Red Hat OpenShift Container Platform is a vendor-agnostic cloud offering. As a result, Schiphol can deploy solutions from other providers in its cloud environment whenever it needs — and even move away from Red Hat to another vendor.
“Red Hat OpenShift Container Platform supports our architects’ vision of hybrid cloud, with no cloud provider lock-in,” said Aalbers.
After its success with other Red Hat products, the airport plans to migrate its main public website to OpenShift Container Platform.
“We are confident that we can run our critical systems on OpenShift Container Platform,” said Aalbers. “Once we’ve completed the move to OpenShift Container Platform in our on-premise infrastructure, we will look at moving more components and interfaces to this environment.”
By using OpenShift Container Platform, Schiphol has support for creating a hybrid, multicloud platform that spans its Microsoft Azure, Amazon Elastic Compute Cloud (EC2), and local VMware environments — and can scale beyond its on-premise environment to take advantage of cloud resources when extra capacity is needed.

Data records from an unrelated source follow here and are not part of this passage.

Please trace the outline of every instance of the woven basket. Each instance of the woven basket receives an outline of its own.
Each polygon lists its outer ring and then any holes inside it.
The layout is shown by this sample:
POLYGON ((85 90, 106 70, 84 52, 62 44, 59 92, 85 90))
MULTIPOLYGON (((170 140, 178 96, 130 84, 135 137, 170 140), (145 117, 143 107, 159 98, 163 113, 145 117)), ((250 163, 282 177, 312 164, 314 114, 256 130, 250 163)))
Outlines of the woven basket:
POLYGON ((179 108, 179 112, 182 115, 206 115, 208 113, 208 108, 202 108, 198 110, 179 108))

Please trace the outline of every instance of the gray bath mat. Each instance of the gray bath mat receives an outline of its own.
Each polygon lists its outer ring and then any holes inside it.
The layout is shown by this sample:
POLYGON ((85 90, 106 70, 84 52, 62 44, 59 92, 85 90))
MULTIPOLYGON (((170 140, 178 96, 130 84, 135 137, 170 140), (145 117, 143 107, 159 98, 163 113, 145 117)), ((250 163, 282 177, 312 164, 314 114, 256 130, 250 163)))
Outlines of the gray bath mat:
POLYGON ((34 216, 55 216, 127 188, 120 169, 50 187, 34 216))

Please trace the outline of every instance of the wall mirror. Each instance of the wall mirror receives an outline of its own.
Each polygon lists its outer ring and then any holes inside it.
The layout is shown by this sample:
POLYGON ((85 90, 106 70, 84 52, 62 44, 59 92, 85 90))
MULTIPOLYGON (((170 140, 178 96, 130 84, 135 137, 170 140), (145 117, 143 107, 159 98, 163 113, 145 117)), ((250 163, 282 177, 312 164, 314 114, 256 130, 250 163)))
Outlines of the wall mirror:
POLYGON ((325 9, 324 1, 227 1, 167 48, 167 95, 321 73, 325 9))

With this innovative technology foundation, Schiphol has robust support for its goal of becoming the leading digital airport.
“Red Hat OpenShift Container Platform has truly stolen my heart. It is innovative and lets us deploy quickly and easily control our containers,” said Aalbers. “We’re very happy about OpenShift Container Platform.”
Owned and operated by Schiphol Group, Amsterdam Airport Schiphol is Europe’s fourth-largest airport in terms of passenger number, number four in air transport movements, and ranks third in terms of cargo volume. Schiphol is the oldest international airport in the world to be located at the original site of its first aircraft landing.